Hibiscus arrived in the Americas from Africa with the slave trade, according to botanist P.M. Smith. It was brought first to Brazil in the seventeenth century and then to Jamaica in the eighteenth century.

Sorrel, as the Jamaicans called it, is served as a hot or cold tea and made into jellies and jams. Since the plant ripened around Christmas, it developed into a celebratory drink fragrant with cloves or cinnamon.

I returned to my exploration and stopped off at the Khartoum Restaurant, an Arabic luncheonette with a decidedly Sudanese accent on Florida Avenue, a short walk from Jolt ‘N Bolt. Karkadeh and apricot juices coursed through the jet spray machines, no doubt reminding customers of more carefree days in their homelands. I sipped a hibiscus drink, which needed more sourness to overcome its sugary taste, and possibly some cinnamon.

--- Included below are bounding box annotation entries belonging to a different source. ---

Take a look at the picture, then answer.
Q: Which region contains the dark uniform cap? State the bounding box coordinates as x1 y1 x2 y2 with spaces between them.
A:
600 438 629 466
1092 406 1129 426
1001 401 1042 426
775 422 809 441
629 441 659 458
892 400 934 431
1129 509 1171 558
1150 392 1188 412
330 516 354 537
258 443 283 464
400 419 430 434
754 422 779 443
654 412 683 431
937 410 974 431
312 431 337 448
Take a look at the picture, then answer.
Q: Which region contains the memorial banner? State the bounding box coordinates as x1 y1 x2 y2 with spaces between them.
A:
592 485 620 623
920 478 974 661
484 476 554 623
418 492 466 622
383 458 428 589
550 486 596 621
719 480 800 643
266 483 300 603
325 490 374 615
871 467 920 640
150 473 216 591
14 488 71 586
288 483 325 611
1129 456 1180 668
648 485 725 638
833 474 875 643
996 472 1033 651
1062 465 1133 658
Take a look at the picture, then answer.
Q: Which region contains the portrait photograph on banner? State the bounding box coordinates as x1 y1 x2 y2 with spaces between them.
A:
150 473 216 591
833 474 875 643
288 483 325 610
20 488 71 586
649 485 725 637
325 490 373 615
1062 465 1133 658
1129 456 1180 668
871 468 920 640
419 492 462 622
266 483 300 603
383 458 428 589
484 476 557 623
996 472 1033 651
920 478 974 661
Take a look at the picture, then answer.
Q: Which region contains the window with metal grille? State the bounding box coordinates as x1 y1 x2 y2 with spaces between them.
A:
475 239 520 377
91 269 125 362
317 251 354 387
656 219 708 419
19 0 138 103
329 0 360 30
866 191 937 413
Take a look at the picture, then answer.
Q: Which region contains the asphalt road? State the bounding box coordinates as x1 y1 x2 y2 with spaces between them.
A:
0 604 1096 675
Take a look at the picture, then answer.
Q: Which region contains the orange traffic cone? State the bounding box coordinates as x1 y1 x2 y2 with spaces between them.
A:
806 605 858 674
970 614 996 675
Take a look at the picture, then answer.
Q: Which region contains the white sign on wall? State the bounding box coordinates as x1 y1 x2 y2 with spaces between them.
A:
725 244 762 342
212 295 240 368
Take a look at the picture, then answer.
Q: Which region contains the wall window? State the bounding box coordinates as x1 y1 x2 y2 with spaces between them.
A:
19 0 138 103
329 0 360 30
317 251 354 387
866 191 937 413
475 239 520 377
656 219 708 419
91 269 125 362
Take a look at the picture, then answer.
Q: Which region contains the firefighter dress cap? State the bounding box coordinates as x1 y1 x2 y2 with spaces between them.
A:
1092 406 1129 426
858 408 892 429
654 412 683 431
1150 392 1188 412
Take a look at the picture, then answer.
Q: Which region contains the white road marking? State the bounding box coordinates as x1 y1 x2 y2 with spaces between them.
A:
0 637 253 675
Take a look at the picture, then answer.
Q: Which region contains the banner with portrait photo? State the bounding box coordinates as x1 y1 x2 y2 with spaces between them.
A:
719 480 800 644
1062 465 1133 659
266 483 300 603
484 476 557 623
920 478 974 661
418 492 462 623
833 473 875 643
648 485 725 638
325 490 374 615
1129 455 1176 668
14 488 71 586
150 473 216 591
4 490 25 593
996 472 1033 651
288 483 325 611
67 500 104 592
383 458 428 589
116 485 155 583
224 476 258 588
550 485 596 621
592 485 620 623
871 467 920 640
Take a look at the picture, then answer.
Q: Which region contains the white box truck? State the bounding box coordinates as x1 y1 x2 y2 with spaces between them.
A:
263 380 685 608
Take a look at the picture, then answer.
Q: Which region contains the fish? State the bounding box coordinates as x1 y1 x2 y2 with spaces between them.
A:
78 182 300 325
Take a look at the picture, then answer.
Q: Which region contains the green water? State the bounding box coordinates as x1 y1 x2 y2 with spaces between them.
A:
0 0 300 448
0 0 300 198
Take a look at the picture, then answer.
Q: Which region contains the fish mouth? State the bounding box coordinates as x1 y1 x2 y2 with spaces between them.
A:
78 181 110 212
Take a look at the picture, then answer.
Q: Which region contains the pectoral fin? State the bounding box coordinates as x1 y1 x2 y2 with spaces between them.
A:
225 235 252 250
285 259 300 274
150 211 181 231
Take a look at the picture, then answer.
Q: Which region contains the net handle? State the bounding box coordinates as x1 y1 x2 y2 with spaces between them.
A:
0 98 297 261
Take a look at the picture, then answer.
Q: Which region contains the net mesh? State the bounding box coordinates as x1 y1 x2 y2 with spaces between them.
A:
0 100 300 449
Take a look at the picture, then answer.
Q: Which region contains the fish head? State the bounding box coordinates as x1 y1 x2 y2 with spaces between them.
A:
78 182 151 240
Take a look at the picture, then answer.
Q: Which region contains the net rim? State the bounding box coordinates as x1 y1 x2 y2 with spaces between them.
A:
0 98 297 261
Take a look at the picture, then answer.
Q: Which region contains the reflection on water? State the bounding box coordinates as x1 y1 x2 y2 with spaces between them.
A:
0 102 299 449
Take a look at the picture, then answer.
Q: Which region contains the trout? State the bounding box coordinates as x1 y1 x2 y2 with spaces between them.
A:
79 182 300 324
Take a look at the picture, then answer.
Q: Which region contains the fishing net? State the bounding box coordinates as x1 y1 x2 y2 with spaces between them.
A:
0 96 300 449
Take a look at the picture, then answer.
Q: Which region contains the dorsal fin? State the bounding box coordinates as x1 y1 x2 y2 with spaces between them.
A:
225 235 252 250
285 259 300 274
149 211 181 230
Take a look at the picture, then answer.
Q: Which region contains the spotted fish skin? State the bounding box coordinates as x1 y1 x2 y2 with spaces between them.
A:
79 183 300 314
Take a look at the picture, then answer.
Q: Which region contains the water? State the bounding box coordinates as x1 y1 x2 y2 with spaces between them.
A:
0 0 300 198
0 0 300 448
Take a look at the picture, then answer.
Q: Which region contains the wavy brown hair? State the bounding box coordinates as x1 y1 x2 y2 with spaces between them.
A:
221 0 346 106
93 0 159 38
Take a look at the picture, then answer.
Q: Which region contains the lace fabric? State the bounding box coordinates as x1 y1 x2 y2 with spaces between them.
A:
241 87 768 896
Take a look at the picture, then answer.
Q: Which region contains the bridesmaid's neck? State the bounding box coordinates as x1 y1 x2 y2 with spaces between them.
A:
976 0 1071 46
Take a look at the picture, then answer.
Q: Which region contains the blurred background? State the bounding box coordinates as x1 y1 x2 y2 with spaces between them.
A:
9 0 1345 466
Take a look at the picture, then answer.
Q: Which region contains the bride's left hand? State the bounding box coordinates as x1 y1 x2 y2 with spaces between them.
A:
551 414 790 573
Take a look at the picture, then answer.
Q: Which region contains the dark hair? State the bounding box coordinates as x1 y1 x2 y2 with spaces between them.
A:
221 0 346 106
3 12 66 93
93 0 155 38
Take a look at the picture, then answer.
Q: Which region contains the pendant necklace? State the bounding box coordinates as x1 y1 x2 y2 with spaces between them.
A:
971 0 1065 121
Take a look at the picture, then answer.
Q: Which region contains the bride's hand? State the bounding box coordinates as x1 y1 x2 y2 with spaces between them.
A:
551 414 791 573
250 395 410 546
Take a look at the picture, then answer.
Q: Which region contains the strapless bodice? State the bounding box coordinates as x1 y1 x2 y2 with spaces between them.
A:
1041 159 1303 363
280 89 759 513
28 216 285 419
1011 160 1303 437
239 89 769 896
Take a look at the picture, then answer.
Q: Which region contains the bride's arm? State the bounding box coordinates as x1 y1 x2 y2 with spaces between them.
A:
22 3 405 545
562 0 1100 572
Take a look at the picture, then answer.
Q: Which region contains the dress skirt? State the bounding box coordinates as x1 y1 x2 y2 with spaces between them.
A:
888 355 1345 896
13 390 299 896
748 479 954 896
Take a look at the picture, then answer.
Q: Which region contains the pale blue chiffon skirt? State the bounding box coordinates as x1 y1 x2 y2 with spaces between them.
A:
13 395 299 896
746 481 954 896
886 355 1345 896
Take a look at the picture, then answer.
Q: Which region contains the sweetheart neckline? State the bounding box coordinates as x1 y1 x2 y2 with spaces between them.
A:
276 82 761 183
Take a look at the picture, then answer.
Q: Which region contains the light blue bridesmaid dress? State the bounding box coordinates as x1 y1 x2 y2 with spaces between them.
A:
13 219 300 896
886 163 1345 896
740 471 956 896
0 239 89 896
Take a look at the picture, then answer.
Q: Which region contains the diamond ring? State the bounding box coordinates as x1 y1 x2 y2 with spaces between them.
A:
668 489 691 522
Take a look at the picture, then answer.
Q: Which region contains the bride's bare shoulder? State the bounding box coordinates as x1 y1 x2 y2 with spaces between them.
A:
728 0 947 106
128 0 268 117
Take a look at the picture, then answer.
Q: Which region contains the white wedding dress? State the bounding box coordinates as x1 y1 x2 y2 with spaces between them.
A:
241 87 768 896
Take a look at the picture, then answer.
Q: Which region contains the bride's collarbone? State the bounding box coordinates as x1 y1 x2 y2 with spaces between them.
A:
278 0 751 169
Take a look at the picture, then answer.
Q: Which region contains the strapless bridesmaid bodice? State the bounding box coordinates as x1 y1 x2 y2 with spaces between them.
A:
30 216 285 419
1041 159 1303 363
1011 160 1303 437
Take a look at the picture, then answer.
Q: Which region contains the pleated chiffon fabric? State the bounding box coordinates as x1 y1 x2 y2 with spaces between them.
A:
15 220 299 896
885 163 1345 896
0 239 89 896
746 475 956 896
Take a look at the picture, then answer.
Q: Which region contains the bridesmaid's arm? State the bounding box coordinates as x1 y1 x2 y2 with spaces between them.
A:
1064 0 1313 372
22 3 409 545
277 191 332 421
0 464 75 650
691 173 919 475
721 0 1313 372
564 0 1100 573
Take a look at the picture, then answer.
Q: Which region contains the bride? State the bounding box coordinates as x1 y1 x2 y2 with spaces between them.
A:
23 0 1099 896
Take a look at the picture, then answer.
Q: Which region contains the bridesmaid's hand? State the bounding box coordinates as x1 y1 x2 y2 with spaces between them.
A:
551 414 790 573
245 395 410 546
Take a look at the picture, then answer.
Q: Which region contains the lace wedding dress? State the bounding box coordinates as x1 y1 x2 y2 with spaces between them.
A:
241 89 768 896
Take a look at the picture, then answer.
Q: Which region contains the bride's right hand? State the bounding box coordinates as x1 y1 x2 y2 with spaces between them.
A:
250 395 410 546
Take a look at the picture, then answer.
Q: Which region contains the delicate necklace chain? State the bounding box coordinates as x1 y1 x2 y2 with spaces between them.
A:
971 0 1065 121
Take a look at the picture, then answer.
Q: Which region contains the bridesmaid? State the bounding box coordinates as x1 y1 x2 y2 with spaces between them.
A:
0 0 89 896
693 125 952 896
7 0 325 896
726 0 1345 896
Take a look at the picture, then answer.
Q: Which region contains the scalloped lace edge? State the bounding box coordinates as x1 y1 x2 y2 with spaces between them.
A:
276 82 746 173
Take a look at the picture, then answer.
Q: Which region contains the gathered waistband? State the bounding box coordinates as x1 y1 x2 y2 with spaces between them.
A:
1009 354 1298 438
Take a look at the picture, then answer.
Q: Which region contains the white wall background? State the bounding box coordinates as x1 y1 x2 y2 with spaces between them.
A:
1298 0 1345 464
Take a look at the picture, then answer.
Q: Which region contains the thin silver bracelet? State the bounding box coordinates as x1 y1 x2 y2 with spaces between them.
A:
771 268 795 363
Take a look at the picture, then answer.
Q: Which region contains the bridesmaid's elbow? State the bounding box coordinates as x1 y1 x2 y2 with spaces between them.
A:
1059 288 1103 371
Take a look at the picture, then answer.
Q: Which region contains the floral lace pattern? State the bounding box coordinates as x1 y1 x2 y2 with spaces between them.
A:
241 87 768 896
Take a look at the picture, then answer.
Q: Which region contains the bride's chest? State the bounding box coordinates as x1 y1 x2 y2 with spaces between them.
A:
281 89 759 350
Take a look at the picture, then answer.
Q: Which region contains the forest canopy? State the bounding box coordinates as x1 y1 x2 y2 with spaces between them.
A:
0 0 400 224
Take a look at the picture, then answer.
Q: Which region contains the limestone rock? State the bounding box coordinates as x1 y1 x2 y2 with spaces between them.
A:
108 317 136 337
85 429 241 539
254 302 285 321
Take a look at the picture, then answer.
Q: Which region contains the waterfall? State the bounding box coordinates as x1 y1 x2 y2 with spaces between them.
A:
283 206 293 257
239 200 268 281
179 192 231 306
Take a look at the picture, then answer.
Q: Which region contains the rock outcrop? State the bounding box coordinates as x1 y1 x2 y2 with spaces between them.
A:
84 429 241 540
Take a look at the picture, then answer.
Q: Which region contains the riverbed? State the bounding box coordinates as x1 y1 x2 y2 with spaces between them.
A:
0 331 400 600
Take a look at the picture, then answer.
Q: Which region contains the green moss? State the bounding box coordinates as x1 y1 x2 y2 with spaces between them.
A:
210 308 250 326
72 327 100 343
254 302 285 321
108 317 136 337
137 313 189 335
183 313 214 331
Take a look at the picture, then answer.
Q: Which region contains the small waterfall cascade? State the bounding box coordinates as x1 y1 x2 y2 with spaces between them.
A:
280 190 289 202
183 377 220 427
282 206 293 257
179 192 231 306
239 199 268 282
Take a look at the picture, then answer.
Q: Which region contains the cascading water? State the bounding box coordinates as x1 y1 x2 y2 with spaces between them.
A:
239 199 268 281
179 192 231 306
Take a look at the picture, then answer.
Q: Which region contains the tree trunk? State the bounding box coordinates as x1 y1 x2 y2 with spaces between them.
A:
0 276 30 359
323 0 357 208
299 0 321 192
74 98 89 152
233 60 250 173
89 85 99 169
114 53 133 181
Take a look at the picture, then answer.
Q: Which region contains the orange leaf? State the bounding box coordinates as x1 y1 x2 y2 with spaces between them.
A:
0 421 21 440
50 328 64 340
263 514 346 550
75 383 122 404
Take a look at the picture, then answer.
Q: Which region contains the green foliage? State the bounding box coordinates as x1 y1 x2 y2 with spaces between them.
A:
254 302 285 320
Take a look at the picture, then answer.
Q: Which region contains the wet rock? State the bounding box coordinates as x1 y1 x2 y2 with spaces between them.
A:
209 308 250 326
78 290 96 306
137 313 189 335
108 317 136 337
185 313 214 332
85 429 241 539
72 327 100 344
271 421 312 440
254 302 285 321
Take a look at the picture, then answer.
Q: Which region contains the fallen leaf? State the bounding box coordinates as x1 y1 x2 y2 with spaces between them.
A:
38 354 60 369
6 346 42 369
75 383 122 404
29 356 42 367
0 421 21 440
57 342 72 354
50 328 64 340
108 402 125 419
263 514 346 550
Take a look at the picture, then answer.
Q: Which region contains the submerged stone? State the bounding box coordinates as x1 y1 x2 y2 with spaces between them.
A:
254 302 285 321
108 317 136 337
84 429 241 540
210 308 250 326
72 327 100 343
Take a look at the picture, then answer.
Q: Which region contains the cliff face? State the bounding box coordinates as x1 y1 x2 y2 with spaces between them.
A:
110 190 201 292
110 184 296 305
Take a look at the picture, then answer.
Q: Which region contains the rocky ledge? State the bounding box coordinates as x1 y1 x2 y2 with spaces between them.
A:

I walked up 18th Street to a small grocery crammed with Arabic products. Alaaeldin Mustafa, the proprietor of the Khartoum Grocery, tells me his country, Sudan, is “famous” for hibiscus. He showed me a bag of dried calyces, a package of the powdered tea, and a bottle of Scrumpy Hibiscus Tea manufactured in Jamaica. He touted karkadeh‘s curative powers. “It can help with any problem in the chest. It can give you energy.” For Mustafa, food and drink were elixirs. “All of our things have two sides. One is taste. One is medicine.”

I chatted with White Joshua Walla, a customer at the counter. Still searching for the secret appeal of hibiscus, I asked his opinion. “It has a natural taste,” he said, echoing Hassan. Why, I probed, was its sour taste so pleasurable? “Because of the weather,” he answered, leaving me with another puzzle to ponder.